"There's no there there," Obama said. "The fact that this keeps on getting churned up, frankly, has a whole lot to do with political motivations."
Cameron and Obama had a meeting in the Oval Office before appearing before the media in the East Room of the White House to take questions.
The two leaders said they had discussed several pressing international issues, including the Mideast peace process, trade and preparations for a coming summit of the world's leading industrial nations in Northern Ireland. They said they were committed to working together to keep pressure on Syria's President Bashar Assad and assist the opposition in a protracted civil war. Cameron said, "There is no more urgent international task."
Domestically, Obama is facing heat at the start of his second term on several fronts.
The Internal Revenue Service, an independent agency in the Treasury Department, apologized Friday for what it acknowledged was "inappropriate" targeting of conservative political groups. The agency blamed low-level employees, saying no high-level officials were aware.
But a draft of an inspector general's report obtained by The Associated Press says senior IRS officials knew agents were targeting tea party groups as early as 2011. The Treasury Department's inspector general for tax administration is expected to release the final report this week after a yearlong investigation.
The portion of the draft report reviewed by the AP does not say whether anyone in the Obama administration outside the IRS was informed of the targeting.
Obama said he first learned about the matter from news reports last week.
"If in fact IRS persons engaged in the kind of practices that have been reported on and were intentionally targeting conservative groups, then that's outrageous and there's no place for it," Obama said. "And they have to be held fully accountable."
He said the IRS must operate with absolute integrity and apply laws without partisanship.
"I've got no patience with it," he said. "I will not tolerate it and we will find out exactly what happened."

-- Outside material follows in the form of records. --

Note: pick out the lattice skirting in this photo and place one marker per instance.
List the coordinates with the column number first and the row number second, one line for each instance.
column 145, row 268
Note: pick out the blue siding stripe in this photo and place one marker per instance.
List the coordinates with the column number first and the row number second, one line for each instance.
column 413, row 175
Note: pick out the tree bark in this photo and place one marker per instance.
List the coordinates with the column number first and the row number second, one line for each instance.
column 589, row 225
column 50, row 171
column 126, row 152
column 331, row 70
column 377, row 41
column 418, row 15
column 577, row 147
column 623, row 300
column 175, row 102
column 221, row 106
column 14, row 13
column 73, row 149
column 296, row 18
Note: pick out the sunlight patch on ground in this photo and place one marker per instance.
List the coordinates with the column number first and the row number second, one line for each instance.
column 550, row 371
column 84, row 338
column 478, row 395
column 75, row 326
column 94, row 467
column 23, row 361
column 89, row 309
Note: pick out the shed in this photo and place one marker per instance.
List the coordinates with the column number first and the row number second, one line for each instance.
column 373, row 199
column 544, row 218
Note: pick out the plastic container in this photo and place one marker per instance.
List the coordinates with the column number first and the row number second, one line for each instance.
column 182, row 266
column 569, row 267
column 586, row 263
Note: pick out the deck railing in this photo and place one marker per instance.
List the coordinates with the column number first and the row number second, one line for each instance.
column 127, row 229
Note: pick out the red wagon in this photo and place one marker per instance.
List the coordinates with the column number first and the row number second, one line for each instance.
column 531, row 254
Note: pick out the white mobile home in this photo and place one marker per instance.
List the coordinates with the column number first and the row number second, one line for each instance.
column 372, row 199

Obama's response on Benghazi comes after disclosure last week of emails that the administration had turned over to congressional investigators. They show that political considerations influenced the talking points that U.N. Ambassador Susan Rice used five days after the Sept. 11 assault, with State Department and other senior administration officials asking that references to terror groups and prior warnings be deleted.
The White House has insisted that it made only a "stylistic" change to the intelligence agency talking points from which Rice suggested on five Sunday talk shows that demonstrations over an anti-Islamic video devolved into the Benghazi attack.
Obama said the focus should be on making sure that diplomats serving around the world are adequately protected, which he acknowledged those in Benghazi were not.
"The whole issue of talking points, frankly, throughout this process has been a sideshow," Obama said.
"If anybody out there wants to actually focus on how we make sure something like this doesn't happen again, I'm happy to get their advice and counsel," Obama said.